Geçtiğimiz hafta Cuma günü TÜRDEB başkanı Asım Gültekin’in davetlisi olarak 20 dergi temsilcisi, Kültür Bakanı Sayın Numan Kurtulmuş’la bir toplantı gerçekleştirdik. Toplantıda dergicilikte yaşanan problemler, yeni projeler ve organizasyonlar üzerine konuşuldu. Bunun yanında bizim Akademya Dergisi’ni temsilen davet edilmemizin sebebi olan, 28 Şubat Darbecilerinin verdiği kararlar sebebiyle Akademya genel yayın yönetmeni Hayreddin Soykan’ın tutukluluk durumu çevresinde 28 Şubat darbesinin mağdurları da konuşuldu. Aynı şekilde, Furkan Dergisi’nden Ümit Elönü, bazı cezaevlerine dergilerin, yayınların, kitapların alınmaması problemini anlattı.

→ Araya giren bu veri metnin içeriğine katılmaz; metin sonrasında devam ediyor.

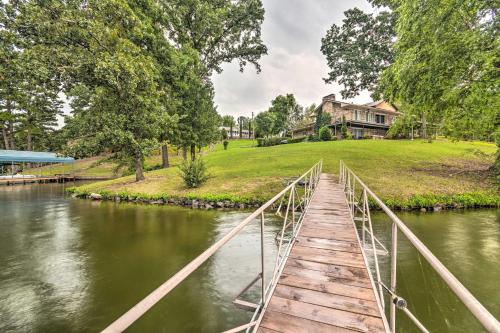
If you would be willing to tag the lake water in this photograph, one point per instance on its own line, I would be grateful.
(72, 265)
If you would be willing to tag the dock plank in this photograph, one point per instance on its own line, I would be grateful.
(325, 284)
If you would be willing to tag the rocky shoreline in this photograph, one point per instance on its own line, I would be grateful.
(184, 202)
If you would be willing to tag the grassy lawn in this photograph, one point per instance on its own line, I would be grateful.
(396, 170)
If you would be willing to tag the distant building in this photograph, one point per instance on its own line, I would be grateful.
(236, 132)
(372, 119)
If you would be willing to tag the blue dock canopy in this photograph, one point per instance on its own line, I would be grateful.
(18, 156)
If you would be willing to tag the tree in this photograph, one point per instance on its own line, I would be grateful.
(108, 67)
(445, 66)
(29, 102)
(242, 123)
(343, 129)
(228, 121)
(359, 50)
(264, 124)
(287, 113)
(322, 119)
(220, 31)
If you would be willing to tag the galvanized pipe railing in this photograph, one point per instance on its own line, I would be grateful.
(349, 179)
(306, 185)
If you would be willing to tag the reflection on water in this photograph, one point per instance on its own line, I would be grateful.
(71, 265)
(468, 244)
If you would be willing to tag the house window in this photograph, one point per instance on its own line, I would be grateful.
(380, 119)
(357, 133)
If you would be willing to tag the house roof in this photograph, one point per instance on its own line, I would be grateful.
(19, 156)
(366, 106)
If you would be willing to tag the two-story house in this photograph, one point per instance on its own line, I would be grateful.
(371, 119)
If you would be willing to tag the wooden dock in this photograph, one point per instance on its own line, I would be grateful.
(325, 286)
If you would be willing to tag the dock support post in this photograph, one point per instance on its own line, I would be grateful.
(394, 254)
(263, 285)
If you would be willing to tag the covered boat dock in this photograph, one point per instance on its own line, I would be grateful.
(12, 163)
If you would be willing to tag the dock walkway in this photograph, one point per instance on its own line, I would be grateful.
(325, 286)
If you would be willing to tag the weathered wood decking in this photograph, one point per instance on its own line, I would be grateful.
(325, 286)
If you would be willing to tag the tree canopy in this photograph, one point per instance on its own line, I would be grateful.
(358, 51)
(136, 74)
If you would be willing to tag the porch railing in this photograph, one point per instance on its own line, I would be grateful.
(358, 194)
(290, 204)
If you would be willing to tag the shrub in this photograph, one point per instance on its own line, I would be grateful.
(297, 140)
(325, 134)
(266, 142)
(193, 173)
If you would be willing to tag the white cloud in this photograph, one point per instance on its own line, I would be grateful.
(292, 31)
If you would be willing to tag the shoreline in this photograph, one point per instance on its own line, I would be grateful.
(423, 203)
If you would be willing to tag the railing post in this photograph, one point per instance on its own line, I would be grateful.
(375, 257)
(394, 254)
(293, 209)
(263, 286)
(365, 203)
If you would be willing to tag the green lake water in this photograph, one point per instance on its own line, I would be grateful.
(72, 265)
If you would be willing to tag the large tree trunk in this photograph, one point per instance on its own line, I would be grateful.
(139, 174)
(29, 138)
(5, 136)
(11, 134)
(164, 156)
(193, 152)
(424, 126)
(184, 152)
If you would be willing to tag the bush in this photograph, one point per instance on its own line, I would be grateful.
(297, 140)
(266, 142)
(325, 134)
(193, 173)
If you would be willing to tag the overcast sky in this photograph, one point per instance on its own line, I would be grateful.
(292, 32)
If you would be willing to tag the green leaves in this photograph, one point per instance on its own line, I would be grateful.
(359, 50)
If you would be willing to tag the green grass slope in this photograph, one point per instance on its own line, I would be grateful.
(406, 174)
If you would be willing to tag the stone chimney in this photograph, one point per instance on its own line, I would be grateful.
(329, 98)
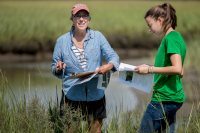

Numan Kurtulmuş, bir siyasetçi olarak değil de, gerçekten dertlerimizle dertlenen bir dava insanı portresi çiziyordu toplantıda. Gerek Hayreddin Soykan’ın durumu ile gerekse cezaevlerinde yatmakta olan gönüldaşlarımızın durumu ile yakından ilgilendi ve bilgi aldı. Dergicilerin dile getirdiği projeler ve problemler hakkında da çözüm odaklı yaklaştı, hatta bazılarını hemen masa başında çözüme ulaştırdı. Bakanlık olarak her türlü görüş ve düşünceye açık olduklarının işaretlerini verdi ve Cumhurbaşkanı’nın altını çizdiği “kültürel iktidar” probleminin altını çizdi. Kültür Bakanı’nın bu problemi dile getirmesi, Salih Mirzabeyoğlu’nun “Adalet Mutlak’a” konferansında söylediği şu sözleri hatırlatıyor:

“Bugün üniversitelerde şu kadar branş var; bir şey konuşurken, tıb, fizik, kimya, matematik filân gibi beylik dalları sayıyoruz. Hâlbuki uzmanlığa doğru gidiliyor, daha ara branşlar çıkıyor, daha bir sürü branşlar var… Şunu demek istiyorum; bunların toplumda bir pratiğini, realitesini görmediğimiz zaman, diyorum ki; “yâ bu kadar bölüm niye var üniversitelerde?” Ve meselâ dış dünyaya bir gezi oluyor, onlarla ticarî mevzular… Zaten başka bir şey konuşamıyorsun, “aldık, verdik”, hemen ticaret mevzuuna bağlıyorsun işi… Bir başka memleketle alâka kurmak demek ille ticarî olmaz ki. “Ha, tabiî, doğru, haklısın, kültür bakımından da kurmak lâzım”… Aklına geliyor; dört tane zıplayan adam, iki tane gıy gıy… Bu da “kültür değiş tokuşu” oluyor. Böyle bir şey olabilir mi? Bizim insanımız şu kadar zaman Batı’dan gelen kitabları gördü, değil mi? Bizim onlara göndereceğimiz kitablar yerine de o kitablar oraya gitti… İsmini söylemeyeyim, bir politikacı da “merak etmeyin” diyor Avrupa’ya –ben “Avrupa’ya” diyorum da bilen biliyor zaten, burada politika yapmadığım için söylüyorum-, “bizim Orta Asya’ya açılmamızdan çekinmeyin, sizin viskinizi de götüreceğiz” diyor. Anlatabiliyor muyum? Bu kadar perişanlık olmaz! Bu anlattıklarımdan şöyle bir hâdise çıkıyor; aydınların, aydın tabaka olarak belirmesi lâzım… Aydın tabaka, insanların kendisinden örnek aldığı tabakadır; insanların benzemeye çalışacağı tabaka, aydın tabaka olmalıdır. Bizdeki “Aydınlar Aristokrasisi”, imtiyazlıdır. İmtiyaz deyince de aklına hemen para pul gelen takım değil; aydınlık, herkesin kendi çapında katılacağı bir şeydir…”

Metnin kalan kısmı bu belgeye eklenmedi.